This is a school story, but with a strong familial background. From the way that Terry’s only term is set up, you have fair warning it’s going to be a book full of contrivances – mainly because of adults taking Terry into their confidence about matters she isn’t fully equipped to deal with, for she sometimes gets the wrong end of the stick from what they say, and Terry then not confiding in them when she really should. Though, in fairness, some of them are terrible at interrogating her and some make unfair requests of her. A bit of stealing (which is worse than not being ‘sporty’; it’s actually both crime and sin) is never addressed, let alone punished.

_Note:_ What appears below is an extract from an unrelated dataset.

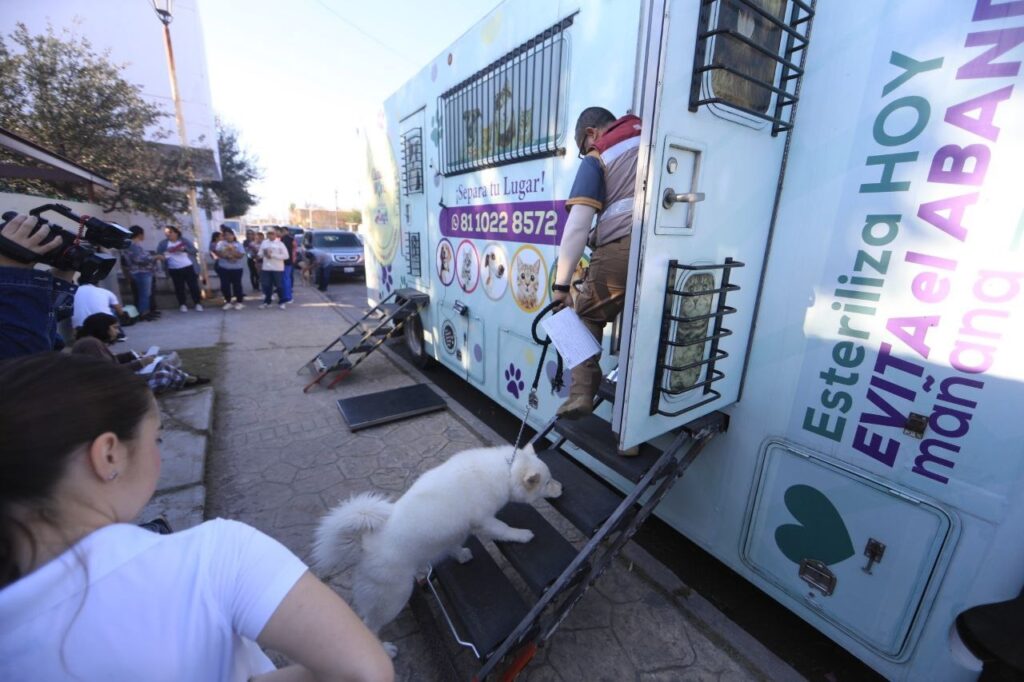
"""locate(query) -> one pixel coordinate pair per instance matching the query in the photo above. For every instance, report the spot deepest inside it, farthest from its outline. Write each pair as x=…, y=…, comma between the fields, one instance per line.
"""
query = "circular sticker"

Terry is fourteen and has always been the responsible one, even though sister Gloria is years older than her. Gloria is just finishing at art school, where she is a promising sculptress, who is allergic to the verb ‘sculpt’ (the book only refers to ‘sculping’.) The two girls have been living in draughty, rented rooms since their father died, dreaming about a picture of a little house they found among his papers. Gloria gets a well-paid commission (if an unlikely one) in the States for three months, and so scrounges up the money to send Terry to a boarding school, Pinewoods School, run by a mistress from the boarding school Gloria attended when their father was alive. Terry will be admitted at reduced fees under the circumstances.
On the train to Pinewoods, Terry fatefully shares a carriage with snobbish Agatha and shabbily dressed, shy Edith, whom Terry much prefers. She soon learns that Miss Harburton only recently took the school over from a Mrs Crocker, who ran it along very old-fashioned and somewhat slack lines. Unlike Agatha, most of the girls are excited that Miss Harburton has introduced games, cricket this term, to the school, but the trouble is that there aren’t a lot of these girls, many pupils having left when the school changed management, and Terry and Edith are the only new pupils.
Terry clicks with Peggy, but shy and strange Edith sticks to Terry, and Miss Harburton asks her to be a good friend to Edith, giving Terry special treatment because she remembers her sister. I was surprised at how blasé the other girls were that Terry was so often being called to see Miss Harburton.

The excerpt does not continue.